Foreign funds have now bought stocks worth $630 million in the last nine sessions; the Sensex has, however, lost 271.91 points over this time. Between January and now, the Sensex has lost 0.4% (in dollar terms) closing Monday’s session at 26,396.77 points. The Indian market has been a middler performing better than some peer markets but lagging behind others.
Foreign portfolio investors (FPIs) have bought Indian stocks worth $2.7 billion in 2016 so far, less than half the inflows received in the first half of 2015 when the tally was a more robust $6.7 billion. In 2014, during the same period, foreign portfolio investors pumped in $9.1 billion.
In comparison with the first six-month period in 2015 and 2014, foreign fund inflows this year have been modest for all emerging markets (EMs).
FPIs have nearly halved their exposure to EM equities since the last one year.
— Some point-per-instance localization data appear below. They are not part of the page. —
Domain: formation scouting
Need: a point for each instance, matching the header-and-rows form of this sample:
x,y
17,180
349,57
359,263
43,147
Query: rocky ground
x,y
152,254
Strategists at HSBC believe foreign mutual fund positions are back down to levels seen in the first quarter of 2014. “Our recent conversations with foreign investors suggest that they are more interested in signs of growth like high frequency indicators and the recent earnings season, rather than politics and the prospects of reform. This is not to say that investors have given up on reforms but simply that expectations are now more realistic.”
Among India’s peers, Taiwan attracted the most foreign fund inflows as FPIs have bought $5.5 billion worth of equities. Indonesia saw the smallest amount of FPI inflows with only $490 million moving into its equity markets in the year so far.
Domestic institutional investors (DIIs) have also been net buyers of Indian equities in the year so far as they have invested close to R10,500 crore. Market watchers believe that flows from DIIs will continue to remain positive for some time with the increasing popularity of systematic investment plans (SIPs) — on a monthly basis, Rs 3,000-Rs 3,500 crore flows into SIPs — which have also helped investors yield better-than-benchmark returns even in times of turbulent market conditions.
Currently, the Indian stock markets are trading 16.6 times its FY18 forward earnings. Kotak Institutional Equities expects Indian markets to go up 10% by FY17-end. “It is a reasonable expectation but the markets would need to trade at around 17 times its FY18 estimated earnings. That is possible but the market has rarely traded at those levels for long,” the brokerage noted in a report.